Perhaps the piece of information might refer to the financial health of the company (major corporate transactions like restructurings or mergers, significant positive or negative information about its products, changes in the management and legal or regulatory developments that affect the company’s ability to conduct business). It is important to make calculated decisions. 
 

Adequate research
Always research a company before buying/selling the stock, especially following a trading halt.  Consider the company’s finances, organisation and business prospects prior to engaging in transactions. You could obtain information from the CSE/SEC website, the SEC directives, etc. It is also advised to be watchful when accepting information disseminated in social media/blogs.
 

Be an unconvinced investor
Investors should bear in mind that these enforcement initiatives (specially trading halt) do not necessary mean that it would hold an adverse impact. At times it might be imposed prior to issuing annual reports.
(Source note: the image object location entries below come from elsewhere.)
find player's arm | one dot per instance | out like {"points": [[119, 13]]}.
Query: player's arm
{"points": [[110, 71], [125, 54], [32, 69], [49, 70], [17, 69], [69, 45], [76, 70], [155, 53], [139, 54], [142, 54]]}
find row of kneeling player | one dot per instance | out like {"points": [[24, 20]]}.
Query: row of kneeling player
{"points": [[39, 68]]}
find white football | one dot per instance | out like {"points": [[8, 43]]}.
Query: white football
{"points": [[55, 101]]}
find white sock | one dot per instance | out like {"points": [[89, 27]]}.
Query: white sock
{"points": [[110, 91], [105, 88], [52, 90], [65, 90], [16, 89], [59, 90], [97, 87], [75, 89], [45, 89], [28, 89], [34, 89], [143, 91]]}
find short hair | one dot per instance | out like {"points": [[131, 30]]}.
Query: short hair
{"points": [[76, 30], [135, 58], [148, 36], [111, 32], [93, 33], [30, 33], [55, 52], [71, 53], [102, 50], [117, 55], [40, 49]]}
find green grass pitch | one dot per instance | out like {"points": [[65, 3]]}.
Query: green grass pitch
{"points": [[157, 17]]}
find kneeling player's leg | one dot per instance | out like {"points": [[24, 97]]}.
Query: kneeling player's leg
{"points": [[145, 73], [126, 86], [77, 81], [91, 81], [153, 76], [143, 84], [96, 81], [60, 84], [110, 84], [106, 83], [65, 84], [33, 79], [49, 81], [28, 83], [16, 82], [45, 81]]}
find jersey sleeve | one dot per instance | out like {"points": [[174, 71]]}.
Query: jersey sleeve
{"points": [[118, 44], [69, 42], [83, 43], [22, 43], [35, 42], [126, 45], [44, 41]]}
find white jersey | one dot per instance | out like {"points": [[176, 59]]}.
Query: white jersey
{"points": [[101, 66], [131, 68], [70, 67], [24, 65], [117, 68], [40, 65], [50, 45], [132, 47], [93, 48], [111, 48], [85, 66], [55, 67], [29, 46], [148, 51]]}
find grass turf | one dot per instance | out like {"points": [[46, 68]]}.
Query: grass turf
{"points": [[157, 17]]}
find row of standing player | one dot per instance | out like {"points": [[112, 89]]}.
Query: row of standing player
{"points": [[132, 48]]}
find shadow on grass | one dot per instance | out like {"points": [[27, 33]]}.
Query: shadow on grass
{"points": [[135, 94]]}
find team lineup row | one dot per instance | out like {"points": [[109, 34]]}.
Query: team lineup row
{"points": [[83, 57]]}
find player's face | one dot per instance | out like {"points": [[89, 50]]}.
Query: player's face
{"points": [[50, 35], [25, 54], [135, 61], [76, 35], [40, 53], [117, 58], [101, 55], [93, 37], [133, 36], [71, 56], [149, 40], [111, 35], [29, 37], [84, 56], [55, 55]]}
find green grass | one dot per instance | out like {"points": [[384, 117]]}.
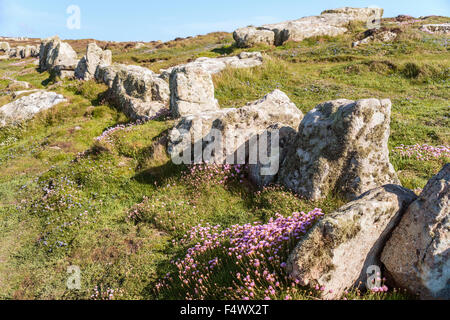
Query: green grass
{"points": [[119, 206]]}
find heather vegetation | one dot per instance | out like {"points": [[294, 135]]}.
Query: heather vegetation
{"points": [[81, 184]]}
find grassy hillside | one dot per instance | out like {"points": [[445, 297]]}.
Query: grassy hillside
{"points": [[73, 192]]}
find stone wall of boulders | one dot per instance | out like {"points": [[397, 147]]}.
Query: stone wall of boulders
{"points": [[339, 147], [387, 227]]}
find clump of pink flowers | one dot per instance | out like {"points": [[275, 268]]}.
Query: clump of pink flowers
{"points": [[250, 259], [423, 152]]}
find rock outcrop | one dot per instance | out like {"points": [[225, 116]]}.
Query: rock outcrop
{"points": [[191, 91], [21, 52], [329, 23], [418, 254], [251, 36], [228, 134], [94, 57], [191, 85], [139, 92], [58, 57], [4, 47], [216, 65], [443, 28], [341, 146], [107, 74], [337, 252], [26, 107]]}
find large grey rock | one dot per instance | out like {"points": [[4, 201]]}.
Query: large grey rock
{"points": [[341, 146], [329, 23], [107, 74], [443, 28], [139, 92], [228, 132], [57, 57], [191, 91], [216, 65], [4, 47], [251, 36], [24, 52], [377, 36], [94, 57], [418, 254], [191, 85], [337, 252], [26, 107]]}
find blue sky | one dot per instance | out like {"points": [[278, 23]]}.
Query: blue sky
{"points": [[140, 20]]}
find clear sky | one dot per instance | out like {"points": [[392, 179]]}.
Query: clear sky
{"points": [[140, 20]]}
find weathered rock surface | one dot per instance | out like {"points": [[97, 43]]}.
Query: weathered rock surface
{"points": [[376, 35], [236, 127], [107, 74], [216, 65], [4, 47], [337, 252], [443, 28], [26, 107], [58, 57], [418, 254], [139, 92], [191, 91], [329, 23], [341, 146], [191, 85], [94, 57], [251, 36]]}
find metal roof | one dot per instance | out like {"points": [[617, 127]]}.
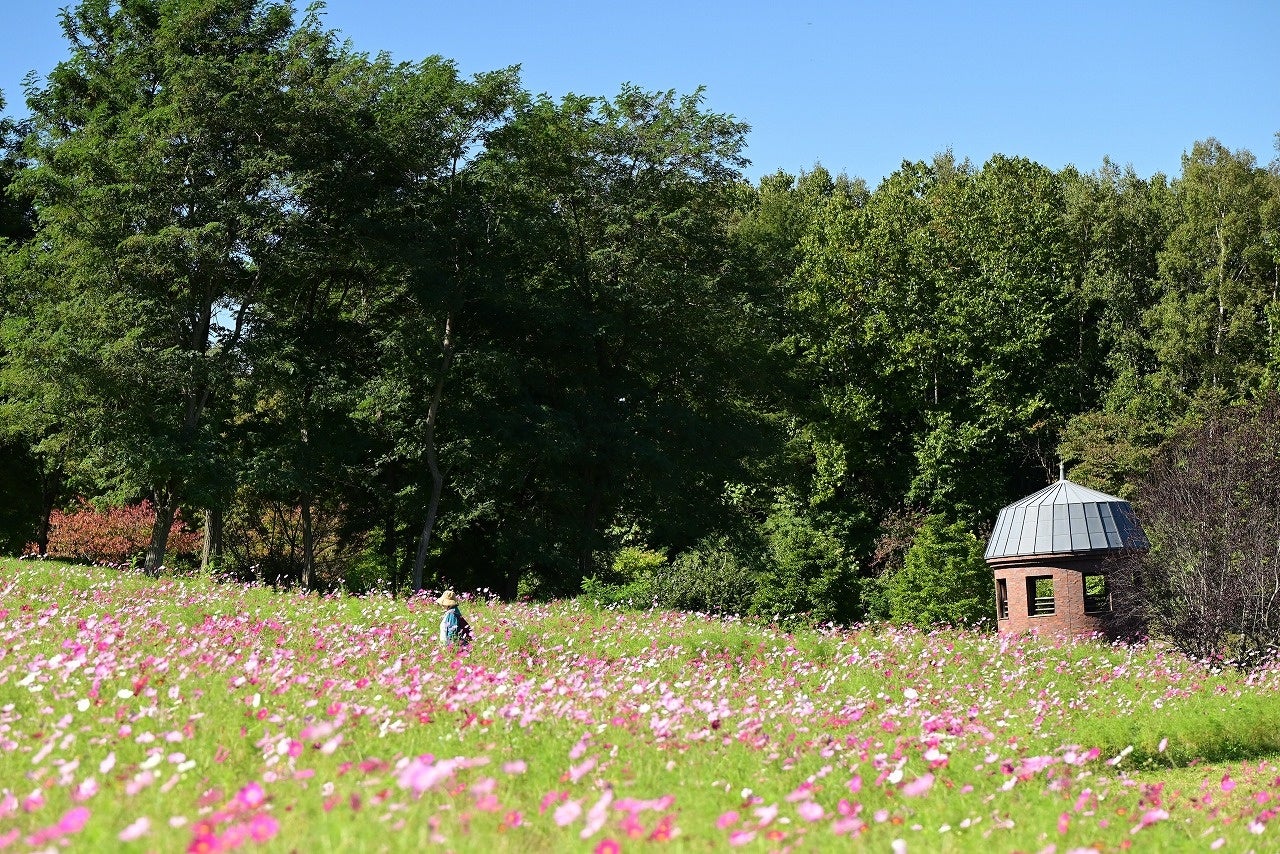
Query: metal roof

On the other hand, it might be to clarify certain information. Hence, what is most important is to be sceptical. Don’t make your judgments until you critically evaluate the situation.
 

Reverse investor psychology 
Even though investors are expected to be vigilant when trading halts/suspensions are imposed, certain individuals fail to adopt such a precautionary approach. This is manifested when certain individuals attempt to promote a company (subjected to trading halt) that is faced with some regulatory issues. It could be suggested that they are reluctant to give due consideration to the observations made by the SEC. Figure 4 is an extract of a blog that promoted a stock without sufficient reasoning. The recommendations were rather abrupt.  
It is of paramount importance to bear in mind that effectiveness of these enforcement actions are interlinked with investor behaviour. Thus, it is vital for investors to make calculated decisions and thereby be actively involved in the growth story of the local equity market.